As I understand it, time isn't supposed to elapse for anything moving at speed c, and therefore, in particular, for photons. However, light is also supposed to be an electromagnetic wave, i.e. essentially a wave of orthogonal magnetic and electric magnitudes moving at c in a vacuum. I'm not entirely sure how this is supposed to go, however. As I see it, a wave is a propagation of a quantity in a medium, but an electromagnetic wave is a propagation in spacetime, which is supposed to be nothing else but all events considered collectively. The only things which seem changing in the case of light are the magnetic and electric magnitudes at the location the wave is moving across. However, there seems to be two possible scenarios... One scenario, (A), is as follows. Let's assume that at a point x in space and just before the front of a light wave gets there at t0, the magnetic and electric magnitudes are zero or near zero. When the front of the wave gets to x, the magnetic and electric magnitudes will take one particular value each and those two values will no change as the wave moves across point x. I think that's called a stationary wave... In a second scenario, (B), the wave is moving as a block so that the values of the magnetic and electric magnitudes at a point x will keep changing according to which part of the wave is moving across this point. So, in the case of light propagating "freely" through space, in a vacuum, which of the scenarios A and B is the correct one? Or is it something else altogether? Thanks, EB
This is not quite right. Even in a standing wave, the amplitude of the oscillation (amplitude of the electric and magnetic field vectors in the case of EM radiation) changes with time. However in standing wave the wavecrests shrink and grow where they are in space and do not move forward. There is an animation here: https://en.wikipedia.org/wiki/Standing_wave#/media/File:Waventerference.gif The red line is the standing wave. It is the sum of two waves (green and blue), one moving from left to right and one from right to left. You see this effect in water, and it is what is responsible for the sound emitted by a musical instrument tuned to a certain pitch. It is also what one has inside a laser cavity. You get standing waves when a travelling wave is reflected back and forth between two reflective surfaces (the walls of a harbour, the ends of an organ pipe, the mirrors in a laser cavity, etc). The simpler case is a travelling wave, in which the wavecrests move. If light is propagating through space, (rather than being reflected back on itself in a laser), this is what happens. The wavecrests (i.e. the points of maximum electric and magnetic field amplitude) move at c, the speed of light in vacuo.

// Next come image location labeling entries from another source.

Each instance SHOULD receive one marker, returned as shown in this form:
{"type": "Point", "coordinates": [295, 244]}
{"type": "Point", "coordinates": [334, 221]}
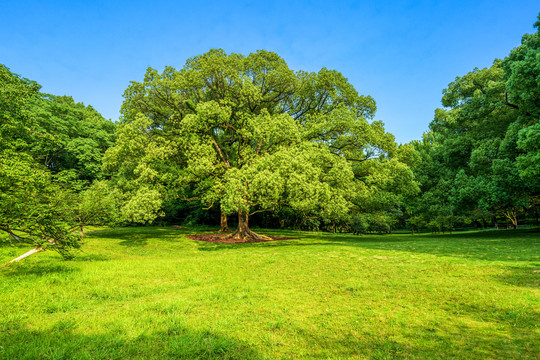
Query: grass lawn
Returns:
{"type": "Point", "coordinates": [144, 293]}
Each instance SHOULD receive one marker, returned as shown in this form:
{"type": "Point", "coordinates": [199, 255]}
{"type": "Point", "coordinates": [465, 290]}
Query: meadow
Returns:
{"type": "Point", "coordinates": [151, 293]}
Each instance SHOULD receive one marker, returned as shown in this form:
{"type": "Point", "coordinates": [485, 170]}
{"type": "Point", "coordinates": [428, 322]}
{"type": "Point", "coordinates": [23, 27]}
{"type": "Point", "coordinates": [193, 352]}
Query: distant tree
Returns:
{"type": "Point", "coordinates": [33, 208]}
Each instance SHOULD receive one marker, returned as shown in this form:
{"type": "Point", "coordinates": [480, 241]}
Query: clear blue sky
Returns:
{"type": "Point", "coordinates": [402, 53]}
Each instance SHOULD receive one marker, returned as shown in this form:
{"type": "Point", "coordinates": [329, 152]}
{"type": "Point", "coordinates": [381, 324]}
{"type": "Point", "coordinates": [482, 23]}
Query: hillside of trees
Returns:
{"type": "Point", "coordinates": [244, 141]}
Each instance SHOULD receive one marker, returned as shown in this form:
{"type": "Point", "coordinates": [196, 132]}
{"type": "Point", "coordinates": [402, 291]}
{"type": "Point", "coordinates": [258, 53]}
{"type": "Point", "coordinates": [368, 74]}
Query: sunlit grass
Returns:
{"type": "Point", "coordinates": [151, 293]}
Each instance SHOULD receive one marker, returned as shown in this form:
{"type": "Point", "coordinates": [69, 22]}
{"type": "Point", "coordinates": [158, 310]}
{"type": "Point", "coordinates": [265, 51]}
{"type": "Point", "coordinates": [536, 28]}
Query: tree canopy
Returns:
{"type": "Point", "coordinates": [249, 134]}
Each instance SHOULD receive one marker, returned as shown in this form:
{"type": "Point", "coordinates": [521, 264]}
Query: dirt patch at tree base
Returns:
{"type": "Point", "coordinates": [226, 239]}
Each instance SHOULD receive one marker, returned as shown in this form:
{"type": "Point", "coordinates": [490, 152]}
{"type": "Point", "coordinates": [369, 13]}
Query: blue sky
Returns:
{"type": "Point", "coordinates": [402, 53]}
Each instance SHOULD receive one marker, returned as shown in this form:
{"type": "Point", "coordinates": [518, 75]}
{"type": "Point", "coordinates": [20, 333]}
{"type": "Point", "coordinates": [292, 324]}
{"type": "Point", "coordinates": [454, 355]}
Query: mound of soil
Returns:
{"type": "Point", "coordinates": [223, 238]}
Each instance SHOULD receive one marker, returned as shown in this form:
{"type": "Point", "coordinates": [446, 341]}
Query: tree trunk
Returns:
{"type": "Point", "coordinates": [27, 254]}
{"type": "Point", "coordinates": [243, 232]}
{"type": "Point", "coordinates": [224, 227]}
{"type": "Point", "coordinates": [512, 215]}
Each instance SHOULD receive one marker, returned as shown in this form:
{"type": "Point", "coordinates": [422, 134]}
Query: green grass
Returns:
{"type": "Point", "coordinates": [143, 293]}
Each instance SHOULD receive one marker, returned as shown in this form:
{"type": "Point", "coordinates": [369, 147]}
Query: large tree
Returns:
{"type": "Point", "coordinates": [247, 133]}
{"type": "Point", "coordinates": [51, 149]}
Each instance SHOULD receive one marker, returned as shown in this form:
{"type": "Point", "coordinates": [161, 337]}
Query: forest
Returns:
{"type": "Point", "coordinates": [243, 141]}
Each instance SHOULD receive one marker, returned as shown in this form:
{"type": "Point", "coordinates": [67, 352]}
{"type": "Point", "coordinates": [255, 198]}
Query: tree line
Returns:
{"type": "Point", "coordinates": [242, 140]}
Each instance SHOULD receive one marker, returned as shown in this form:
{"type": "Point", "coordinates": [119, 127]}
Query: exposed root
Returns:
{"type": "Point", "coordinates": [248, 235]}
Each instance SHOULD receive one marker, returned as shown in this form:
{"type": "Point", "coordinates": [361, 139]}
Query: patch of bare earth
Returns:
{"type": "Point", "coordinates": [226, 239]}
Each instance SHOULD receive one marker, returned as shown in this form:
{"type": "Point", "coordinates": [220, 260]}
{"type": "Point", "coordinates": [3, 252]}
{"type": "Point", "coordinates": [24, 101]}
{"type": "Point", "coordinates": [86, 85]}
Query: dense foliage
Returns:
{"type": "Point", "coordinates": [250, 134]}
{"type": "Point", "coordinates": [51, 149]}
{"type": "Point", "coordinates": [480, 162]}
{"type": "Point", "coordinates": [229, 134]}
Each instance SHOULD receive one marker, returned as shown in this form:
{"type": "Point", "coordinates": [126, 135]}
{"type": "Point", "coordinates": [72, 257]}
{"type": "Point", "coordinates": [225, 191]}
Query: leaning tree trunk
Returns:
{"type": "Point", "coordinates": [27, 254]}
{"type": "Point", "coordinates": [512, 216]}
{"type": "Point", "coordinates": [243, 232]}
{"type": "Point", "coordinates": [224, 227]}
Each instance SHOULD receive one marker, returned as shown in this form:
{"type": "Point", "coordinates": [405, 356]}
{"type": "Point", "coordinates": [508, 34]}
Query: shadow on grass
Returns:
{"type": "Point", "coordinates": [38, 269]}
{"type": "Point", "coordinates": [62, 342]}
{"type": "Point", "coordinates": [520, 245]}
{"type": "Point", "coordinates": [139, 236]}
{"type": "Point", "coordinates": [522, 276]}
{"type": "Point", "coordinates": [430, 341]}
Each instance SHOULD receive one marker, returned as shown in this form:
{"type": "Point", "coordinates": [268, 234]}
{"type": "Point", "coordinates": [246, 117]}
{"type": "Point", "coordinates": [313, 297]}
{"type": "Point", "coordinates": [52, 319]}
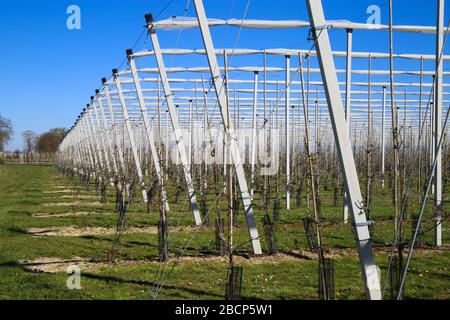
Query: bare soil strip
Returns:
{"type": "Point", "coordinates": [80, 196]}
{"type": "Point", "coordinates": [68, 214]}
{"type": "Point", "coordinates": [74, 231]}
{"type": "Point", "coordinates": [87, 231]}
{"type": "Point", "coordinates": [60, 191]}
{"type": "Point", "coordinates": [57, 265]}
{"type": "Point", "coordinates": [69, 204]}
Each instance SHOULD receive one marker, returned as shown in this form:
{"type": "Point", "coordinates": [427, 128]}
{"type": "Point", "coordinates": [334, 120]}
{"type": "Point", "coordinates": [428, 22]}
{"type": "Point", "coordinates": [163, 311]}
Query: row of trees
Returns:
{"type": "Point", "coordinates": [47, 142]}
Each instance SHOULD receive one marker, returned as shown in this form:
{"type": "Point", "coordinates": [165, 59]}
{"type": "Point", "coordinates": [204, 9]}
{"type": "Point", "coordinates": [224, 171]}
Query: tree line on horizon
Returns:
{"type": "Point", "coordinates": [46, 142]}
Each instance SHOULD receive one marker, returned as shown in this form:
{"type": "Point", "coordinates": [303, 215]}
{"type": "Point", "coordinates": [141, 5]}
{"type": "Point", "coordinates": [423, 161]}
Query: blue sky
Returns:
{"type": "Point", "coordinates": [49, 72]}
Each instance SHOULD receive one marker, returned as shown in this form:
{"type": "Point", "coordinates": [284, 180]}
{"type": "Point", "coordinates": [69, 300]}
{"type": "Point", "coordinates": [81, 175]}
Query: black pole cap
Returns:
{"type": "Point", "coordinates": [129, 53]}
{"type": "Point", "coordinates": [149, 18]}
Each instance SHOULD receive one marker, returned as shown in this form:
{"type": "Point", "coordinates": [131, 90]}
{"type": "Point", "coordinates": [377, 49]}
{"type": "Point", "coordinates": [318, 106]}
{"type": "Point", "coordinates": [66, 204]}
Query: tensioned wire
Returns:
{"type": "Point", "coordinates": [397, 234]}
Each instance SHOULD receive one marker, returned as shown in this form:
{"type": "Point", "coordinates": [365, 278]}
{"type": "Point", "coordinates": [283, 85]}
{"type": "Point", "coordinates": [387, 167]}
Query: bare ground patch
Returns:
{"type": "Point", "coordinates": [86, 231]}
{"type": "Point", "coordinates": [60, 191]}
{"type": "Point", "coordinates": [68, 204]}
{"type": "Point", "coordinates": [68, 214]}
{"type": "Point", "coordinates": [80, 196]}
{"type": "Point", "coordinates": [57, 265]}
{"type": "Point", "coordinates": [74, 231]}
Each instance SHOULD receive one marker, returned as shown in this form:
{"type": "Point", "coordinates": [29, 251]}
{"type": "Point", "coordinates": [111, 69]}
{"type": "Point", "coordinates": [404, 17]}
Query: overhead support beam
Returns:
{"type": "Point", "coordinates": [229, 130]}
{"type": "Point", "coordinates": [179, 139]}
{"type": "Point", "coordinates": [358, 215]}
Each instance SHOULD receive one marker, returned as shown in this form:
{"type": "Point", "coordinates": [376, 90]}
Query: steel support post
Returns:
{"type": "Point", "coordinates": [287, 132]}
{"type": "Point", "coordinates": [100, 133]}
{"type": "Point", "coordinates": [129, 129]}
{"type": "Point", "coordinates": [383, 139]}
{"type": "Point", "coordinates": [106, 132]}
{"type": "Point", "coordinates": [254, 125]}
{"type": "Point", "coordinates": [234, 146]}
{"type": "Point", "coordinates": [117, 145]}
{"type": "Point", "coordinates": [348, 96]}
{"type": "Point", "coordinates": [179, 140]}
{"type": "Point", "coordinates": [362, 236]}
{"type": "Point", "coordinates": [148, 130]}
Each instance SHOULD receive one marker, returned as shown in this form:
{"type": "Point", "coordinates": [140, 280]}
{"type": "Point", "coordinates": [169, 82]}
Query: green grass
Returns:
{"type": "Point", "coordinates": [22, 194]}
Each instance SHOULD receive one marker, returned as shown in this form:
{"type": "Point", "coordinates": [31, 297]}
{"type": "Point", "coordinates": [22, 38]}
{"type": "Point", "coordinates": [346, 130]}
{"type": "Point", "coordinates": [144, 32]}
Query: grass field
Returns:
{"type": "Point", "coordinates": [37, 199]}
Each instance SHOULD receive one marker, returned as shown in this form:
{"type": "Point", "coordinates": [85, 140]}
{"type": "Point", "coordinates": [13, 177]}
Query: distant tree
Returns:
{"type": "Point", "coordinates": [29, 141]}
{"type": "Point", "coordinates": [50, 141]}
{"type": "Point", "coordinates": [6, 132]}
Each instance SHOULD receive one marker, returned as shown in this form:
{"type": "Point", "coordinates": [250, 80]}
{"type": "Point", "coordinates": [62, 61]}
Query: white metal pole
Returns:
{"type": "Point", "coordinates": [129, 129]}
{"type": "Point", "coordinates": [179, 140]}
{"type": "Point", "coordinates": [340, 128]}
{"type": "Point", "coordinates": [383, 124]}
{"type": "Point", "coordinates": [348, 95]}
{"type": "Point", "coordinates": [234, 146]}
{"type": "Point", "coordinates": [148, 129]}
{"type": "Point", "coordinates": [254, 125]}
{"type": "Point", "coordinates": [438, 119]}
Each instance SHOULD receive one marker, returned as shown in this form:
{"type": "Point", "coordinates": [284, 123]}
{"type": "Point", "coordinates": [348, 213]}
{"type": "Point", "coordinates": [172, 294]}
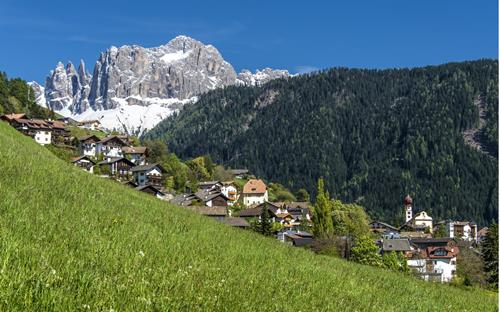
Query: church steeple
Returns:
{"type": "Point", "coordinates": [408, 208]}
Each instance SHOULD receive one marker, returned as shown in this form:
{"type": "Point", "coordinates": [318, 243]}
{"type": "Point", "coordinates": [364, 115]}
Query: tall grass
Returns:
{"type": "Point", "coordinates": [73, 241]}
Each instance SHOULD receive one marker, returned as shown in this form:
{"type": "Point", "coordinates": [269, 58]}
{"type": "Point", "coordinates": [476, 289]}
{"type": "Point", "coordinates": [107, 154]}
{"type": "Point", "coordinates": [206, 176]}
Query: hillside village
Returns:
{"type": "Point", "coordinates": [430, 248]}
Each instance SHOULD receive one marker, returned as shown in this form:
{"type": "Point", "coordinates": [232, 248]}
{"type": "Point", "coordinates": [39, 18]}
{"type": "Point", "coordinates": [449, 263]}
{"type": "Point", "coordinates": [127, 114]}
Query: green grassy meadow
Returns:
{"type": "Point", "coordinates": [73, 241]}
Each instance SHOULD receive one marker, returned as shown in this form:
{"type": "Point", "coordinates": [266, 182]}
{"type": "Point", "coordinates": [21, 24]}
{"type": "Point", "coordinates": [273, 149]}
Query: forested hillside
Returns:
{"type": "Point", "coordinates": [16, 96]}
{"type": "Point", "coordinates": [373, 135]}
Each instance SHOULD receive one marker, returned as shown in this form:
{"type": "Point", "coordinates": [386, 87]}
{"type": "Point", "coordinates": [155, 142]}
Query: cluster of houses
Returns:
{"type": "Point", "coordinates": [215, 199]}
{"type": "Point", "coordinates": [431, 258]}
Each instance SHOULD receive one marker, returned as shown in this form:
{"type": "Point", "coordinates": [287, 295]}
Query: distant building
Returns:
{"type": "Point", "coordinates": [136, 154]}
{"type": "Point", "coordinates": [90, 124]}
{"type": "Point", "coordinates": [83, 162]}
{"type": "Point", "coordinates": [254, 192]}
{"type": "Point", "coordinates": [148, 174]}
{"type": "Point", "coordinates": [461, 230]}
{"type": "Point", "coordinates": [118, 167]}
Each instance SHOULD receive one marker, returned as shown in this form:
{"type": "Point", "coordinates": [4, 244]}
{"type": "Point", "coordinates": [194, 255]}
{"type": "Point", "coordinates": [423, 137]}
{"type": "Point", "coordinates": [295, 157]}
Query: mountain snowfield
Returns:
{"type": "Point", "coordinates": [133, 88]}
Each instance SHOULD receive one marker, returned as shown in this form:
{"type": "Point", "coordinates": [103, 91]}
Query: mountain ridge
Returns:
{"type": "Point", "coordinates": [132, 88]}
{"type": "Point", "coordinates": [373, 135]}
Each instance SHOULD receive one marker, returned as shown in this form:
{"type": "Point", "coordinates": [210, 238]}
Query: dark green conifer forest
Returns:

Congratulation for your 7,777th post! Just for me! Thanks. Does this mean that if we imagine the front of the wave, the amplitude of the electric and magnetic field vectors remains constant there? In other word, the change in amplitude at a fixed point is entirely due to the wave moving? In still other words, in an inertial reference frame moving at c with the wave, the wave is static? EB
Technically, that's not possible: you can't have a frame moving at c; it's ill-defined. However, forgoing that technicality: yes. That is what it means for time not to pass: everything is stationary (or: static).